その日を皮切りに、計3回の意見交換が行われました。。

「社長のもとで、これからもやっていきたい」

3人のベテラン社員の意見の前提には、必ずと言っていいほど、この言葉が見え隠れしていていました。

私への遠慮もあったのでしょう。

長年つき合ってきただけに、家族的な人情にほだされてもいたのだろう。

「今の仲間とこれからも一緒に仕事をしていきたいけど・・・仲間が増えるのは嬉しい」

1人は、そう言ってきました。

会社の売却先は、まだ伝えていませんでした。

ただ、当社よりも規模の大きい会社ということは伝えていました。

うちは15人、H社長の会社は40人、同業ということもあり、年齢構成もほぼイーブン。双方とも、20~30代中心の会社でした。

当然、仲間は増えることになります。

その社員は、そこに着目していたようです。

「今のままの仕事で満足だけど・・・専門性も磨きたいし、出世して給料も上げたい」

1人は、そう言ってきました。

その社員は、複数の仕事を一手に引き受けて仕事をしているため、一番やりたい仕事に集中できていないことに不満を持っていたようです。

2社がひとつになれば、規模が大きくなります。

H社では、同じ仕事をしている社員が在籍していることもあり、ひとつの仕事に集中できます。

つまり、専門性を磨けるわけです。

専門職として成長できれば、会社でなくてはならない存在になります。

出世と給料アップを、現実的な絵として描くことができるというわけです。

「社長の下でやっていきたいけれども、他の商品も扱うことになると、力が分散してしまう。できたら、今まで通りの商品を扱って、売上を増やしたい」

ひとりは、そう言ってきました。

これは、言わずもがな、はっきりと、売却の方に軍配を上げています。

「少しは、会社売却に反対してほしい」という【ないものねだり】の心境とは。

私の中では、既に9割方、会社を売却するという意思固めをしていました。

「社員のために・・・」という目的で思案した末、それが選択肢の中で一番ベストと思ったからです。

3人の意見も予測の範囲内でした。

・・・とはいえ、私は何とも言えない寂しさに襲われました。

「少人数でもいいから、今の体制で乗り切りましょう!」
「何でもやりますから、任せてください!」
「どんな商品でも売りますよ!」

そんな答えを予測していたわけではありませんが、一言でいい。

「社長のもとで〇〇を!」という言葉が、嘘でもいいから一言ほしかった・・・。独自路線を歩もうとする、1割の思いがほしかった・・・。

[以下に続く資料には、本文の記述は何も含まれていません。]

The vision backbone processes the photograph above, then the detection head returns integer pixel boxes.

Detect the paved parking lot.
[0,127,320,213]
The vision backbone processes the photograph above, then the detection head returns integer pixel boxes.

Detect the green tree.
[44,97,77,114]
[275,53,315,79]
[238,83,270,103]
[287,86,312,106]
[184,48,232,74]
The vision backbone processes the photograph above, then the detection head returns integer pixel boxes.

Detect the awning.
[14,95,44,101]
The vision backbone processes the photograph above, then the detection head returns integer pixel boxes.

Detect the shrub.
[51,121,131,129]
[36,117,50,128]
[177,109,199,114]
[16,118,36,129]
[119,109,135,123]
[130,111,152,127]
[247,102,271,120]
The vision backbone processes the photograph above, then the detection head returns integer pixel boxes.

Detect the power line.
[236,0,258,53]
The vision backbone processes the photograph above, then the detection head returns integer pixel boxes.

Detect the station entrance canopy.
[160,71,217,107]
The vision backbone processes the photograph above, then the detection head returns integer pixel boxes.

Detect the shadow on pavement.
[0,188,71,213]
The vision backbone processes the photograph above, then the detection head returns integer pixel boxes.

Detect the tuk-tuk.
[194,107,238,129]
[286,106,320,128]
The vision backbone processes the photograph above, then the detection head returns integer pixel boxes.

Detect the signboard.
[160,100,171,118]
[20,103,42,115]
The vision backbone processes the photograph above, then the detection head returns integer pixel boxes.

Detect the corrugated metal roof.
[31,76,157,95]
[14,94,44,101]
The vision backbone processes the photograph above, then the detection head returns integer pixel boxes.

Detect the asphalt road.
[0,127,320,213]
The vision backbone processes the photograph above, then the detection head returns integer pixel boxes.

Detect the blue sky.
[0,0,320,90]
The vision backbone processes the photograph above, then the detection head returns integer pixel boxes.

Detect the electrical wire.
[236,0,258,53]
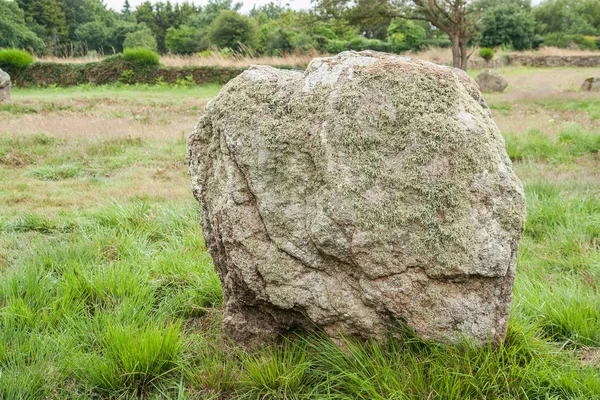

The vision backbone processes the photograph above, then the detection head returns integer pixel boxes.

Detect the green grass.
[504,124,600,163]
[0,78,600,400]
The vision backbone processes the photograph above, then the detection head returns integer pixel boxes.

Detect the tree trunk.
[448,35,461,68]
[459,41,469,71]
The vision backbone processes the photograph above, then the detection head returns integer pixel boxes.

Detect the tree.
[315,0,478,69]
[0,0,45,54]
[533,0,600,35]
[208,10,257,50]
[413,0,478,70]
[123,23,157,51]
[74,21,110,53]
[387,18,427,51]
[480,2,535,50]
[17,0,69,43]
[165,25,202,54]
[121,0,131,17]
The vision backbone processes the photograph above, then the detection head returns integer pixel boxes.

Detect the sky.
[104,0,310,13]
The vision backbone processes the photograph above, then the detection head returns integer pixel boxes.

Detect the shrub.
[479,47,494,62]
[208,10,258,51]
[123,47,159,66]
[420,38,452,48]
[0,49,33,68]
[544,32,598,50]
[123,23,157,51]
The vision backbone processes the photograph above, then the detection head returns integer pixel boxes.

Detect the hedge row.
[1,58,244,87]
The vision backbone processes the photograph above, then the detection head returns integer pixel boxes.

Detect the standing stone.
[581,77,600,92]
[187,51,525,346]
[0,69,12,104]
[475,69,508,93]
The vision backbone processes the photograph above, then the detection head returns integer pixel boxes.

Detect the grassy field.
[0,68,600,400]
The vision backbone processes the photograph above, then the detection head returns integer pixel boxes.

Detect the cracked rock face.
[187,52,525,346]
[0,69,12,104]
[475,69,508,93]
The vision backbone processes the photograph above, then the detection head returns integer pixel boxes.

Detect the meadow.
[0,68,600,400]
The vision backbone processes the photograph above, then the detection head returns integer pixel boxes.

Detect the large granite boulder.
[475,69,508,93]
[187,52,525,345]
[0,69,12,104]
[581,77,600,92]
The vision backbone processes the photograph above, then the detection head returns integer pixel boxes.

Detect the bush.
[0,49,33,68]
[479,47,494,62]
[208,10,258,51]
[123,23,157,51]
[123,47,159,66]
[420,38,452,49]
[544,32,598,50]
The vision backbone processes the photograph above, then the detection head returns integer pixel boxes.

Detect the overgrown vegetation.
[0,0,600,62]
[123,47,160,67]
[0,69,600,400]
[0,49,33,69]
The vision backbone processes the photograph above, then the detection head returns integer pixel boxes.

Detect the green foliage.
[123,47,160,66]
[0,49,33,68]
[505,125,600,162]
[208,10,258,50]
[0,83,600,400]
[123,24,157,51]
[0,0,46,54]
[480,2,535,50]
[532,0,600,35]
[165,25,203,54]
[479,47,494,62]
[17,0,69,42]
[543,32,598,50]
[387,18,426,51]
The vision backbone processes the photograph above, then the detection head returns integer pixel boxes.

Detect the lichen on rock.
[187,51,525,345]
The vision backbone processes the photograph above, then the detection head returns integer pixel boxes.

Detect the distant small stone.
[581,77,600,92]
[0,69,12,104]
[187,52,525,346]
[475,69,508,93]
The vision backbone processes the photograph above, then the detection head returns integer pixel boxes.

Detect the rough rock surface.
[581,77,600,92]
[475,69,508,93]
[187,52,525,345]
[0,69,12,104]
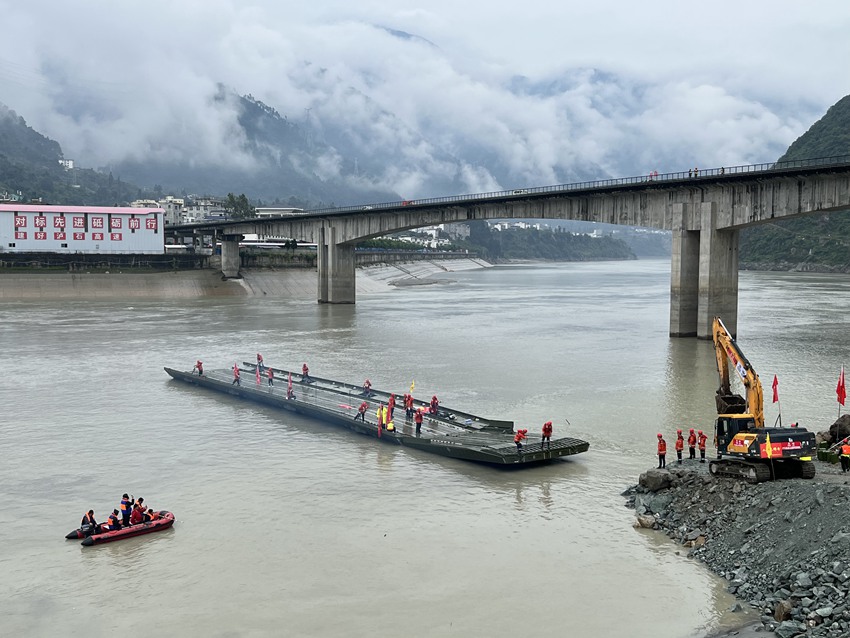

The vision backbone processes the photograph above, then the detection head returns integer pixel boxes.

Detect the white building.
[0,204,165,255]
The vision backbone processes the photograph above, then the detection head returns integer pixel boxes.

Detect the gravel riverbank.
[623,461,850,638]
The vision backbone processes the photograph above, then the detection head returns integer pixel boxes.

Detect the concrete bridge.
[166,156,850,338]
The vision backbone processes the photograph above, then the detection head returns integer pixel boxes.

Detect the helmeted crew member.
[107,510,121,531]
[658,432,667,470]
[120,494,133,527]
[80,510,98,536]
[676,430,685,465]
[514,430,528,454]
[540,421,552,450]
[404,392,414,421]
[697,430,708,463]
[354,401,369,423]
[839,439,850,472]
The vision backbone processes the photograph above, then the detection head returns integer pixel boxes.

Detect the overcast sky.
[0,0,850,197]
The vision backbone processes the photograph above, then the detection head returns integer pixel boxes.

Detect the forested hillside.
[740,95,850,272]
[0,104,143,206]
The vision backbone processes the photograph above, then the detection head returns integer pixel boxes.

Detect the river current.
[0,261,850,638]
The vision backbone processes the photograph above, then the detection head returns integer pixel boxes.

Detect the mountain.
[0,104,142,206]
[740,95,850,272]
[109,85,401,207]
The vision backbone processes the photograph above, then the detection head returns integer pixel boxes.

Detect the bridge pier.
[221,235,242,279]
[670,202,738,339]
[316,224,355,303]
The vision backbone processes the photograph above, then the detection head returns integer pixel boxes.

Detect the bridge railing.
[303,155,850,215]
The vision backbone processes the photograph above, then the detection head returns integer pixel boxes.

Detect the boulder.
[773,620,806,638]
[773,600,793,621]
[638,469,671,492]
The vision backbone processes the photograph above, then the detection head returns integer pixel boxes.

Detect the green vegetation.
[740,95,850,272]
[224,193,257,219]
[456,221,635,261]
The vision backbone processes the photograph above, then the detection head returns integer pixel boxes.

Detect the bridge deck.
[165,364,590,465]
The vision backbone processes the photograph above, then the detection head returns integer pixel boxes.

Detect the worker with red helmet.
[540,421,552,450]
[514,430,528,454]
[676,430,685,465]
[658,432,667,470]
[697,430,708,463]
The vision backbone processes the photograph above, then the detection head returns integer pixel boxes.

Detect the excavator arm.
[712,317,764,428]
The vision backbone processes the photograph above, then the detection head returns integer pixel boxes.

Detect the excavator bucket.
[714,392,747,414]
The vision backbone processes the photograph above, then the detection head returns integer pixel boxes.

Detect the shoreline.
[622,461,850,638]
[0,258,493,301]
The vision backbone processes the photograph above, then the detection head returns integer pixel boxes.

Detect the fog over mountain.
[0,0,850,204]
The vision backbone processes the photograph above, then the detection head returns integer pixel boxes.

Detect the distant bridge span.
[166,156,850,338]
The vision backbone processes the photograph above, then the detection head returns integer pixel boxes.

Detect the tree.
[224,193,257,219]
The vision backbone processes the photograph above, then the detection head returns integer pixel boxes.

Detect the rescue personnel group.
[658,428,708,470]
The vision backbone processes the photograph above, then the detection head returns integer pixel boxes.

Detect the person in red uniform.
[676,430,685,465]
[540,421,552,450]
[80,510,98,536]
[354,401,369,423]
[514,430,528,454]
[697,430,708,463]
[107,510,121,531]
[658,432,667,470]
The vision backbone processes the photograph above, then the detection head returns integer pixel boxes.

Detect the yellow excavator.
[708,317,817,483]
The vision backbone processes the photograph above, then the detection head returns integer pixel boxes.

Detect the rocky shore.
[623,461,850,638]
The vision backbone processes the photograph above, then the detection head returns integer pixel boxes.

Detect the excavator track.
[708,459,770,483]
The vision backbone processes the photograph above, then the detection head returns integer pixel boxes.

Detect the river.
[0,261,850,638]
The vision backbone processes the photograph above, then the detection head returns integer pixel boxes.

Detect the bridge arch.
[167,156,850,338]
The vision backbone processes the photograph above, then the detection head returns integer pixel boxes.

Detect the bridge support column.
[670,204,700,337]
[221,235,242,279]
[316,226,355,303]
[697,203,738,339]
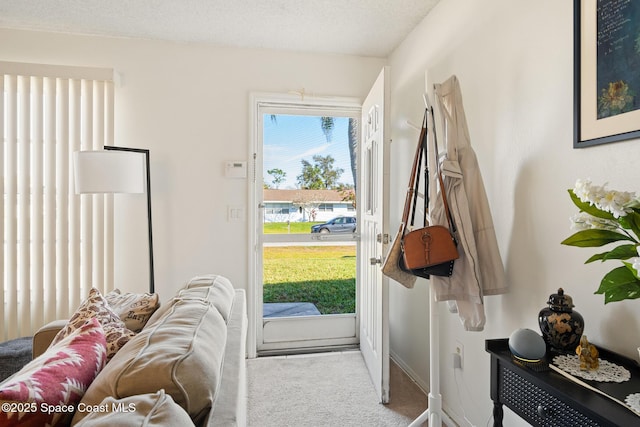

はっきり言って、これは私の【ないものねだり】でした。

なぜなら、仮にそんな言葉が出てきたとしても、

「君たちの好意は嬉しい。でもね・・・」と、会社を売る方向に社員を誘導していったのは間違いのないことでしたから。

自分はこんなに面倒くさい人間なんだと、久しぶりに思った瞬間でした。

会社の将来性、安定性、企業規模・・・それはベテラン社員なら当然求めるもの

・ベテラン社員の3人の中で、既に2人は結婚していて、1児の親でもありました。
・1人はもうすぐ、結婚することになっていました。

社員1人1人が長年仕事する中で、自分だけの大事な家庭を作り上げてきたのです。あるいは、作り上げようとしていました。

若くて単身で私についてくる時代はもう終わったのだと思い知らされました。

彼らには彼らの生活があったのです。

会社の将来性、安定性、会社規模――生活者が仕事をしていく上で、これは、働く上でとても大事な要素なのです。

「がくさん、そろそろ決める段階ですね」

Oに私の寂しさが伝わったのか、感傷に浸る私を、彼は現実に引き戻してくれました。

「・・・会社を売ることにするよ。その方が、君たちの成長のためだから」

私は、当分口止めすることを条件に、相手がH社長の会社であることを打ち明けました。